The bench press is a popular movement for enhancing upper extremity strength and size. Lying supine the athlete lowers a bar eccentrically towards the chest followed by concentric contraction of the pectoralii and anterior shoulder musculature. With regards to the literature it was shown that the sticking point was at approximately 30% of the total bar height. The sticking point tended to vary significantly as a result of hand width. Neutral or middle grip resulted in a sticking point that had a further vertical distance from the shoulder joint then wide or narrow grip.
The squat is an extensively studied movement that requires synergistic hip and knee flexion during eccentric descent, followed by concentric extension of the hips and knees during ascent. The sticking point was consistently (among several studies) shown to occur at an angle of thirty degrees relative to the ground. Furthermore, one study showed that there was greater variation (5-6 degrees) amongst the different lifting parameters (wide, neutral and narrow stance) than across all groups (2 degrees).

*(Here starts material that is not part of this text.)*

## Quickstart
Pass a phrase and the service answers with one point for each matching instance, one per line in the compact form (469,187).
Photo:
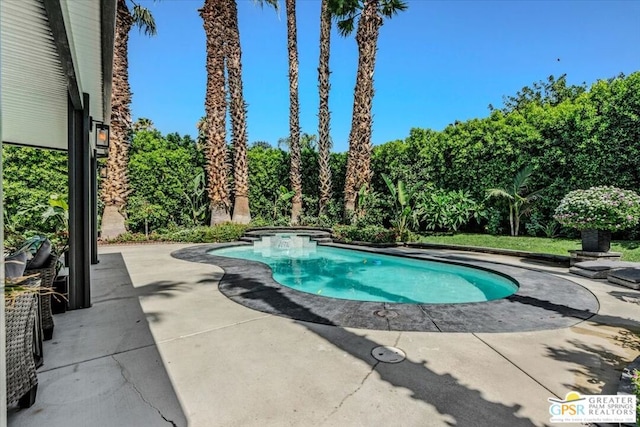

The deadlift is a complex movement requiring triple extension (hips, knee and thoracolumbar spine) often incorporated to promote gross strength and hypertrophy of the back musculature. The mean sticking point was shown to occur at an angle of sixty degrees (relative to the ground), emphasizing the importance of hip extension. Interestingly, a study has found that the sticking point does not occur at the “weakest” point of the lift. By investigating the isometric force outputs in various positions, it was shown that 3400N was exerted when lifting from the ground, followed by 4100N at knee height and 4900N at lock out.
In conclusion, the authors used an observational review approach to consolidate our current understanding of the sticking point within the deadlift, bench press and squat. By shedding light into the biomechanical and physiological limitations of these lifts it helps clinicians approach programming and rehabilitation in weightlifting populations.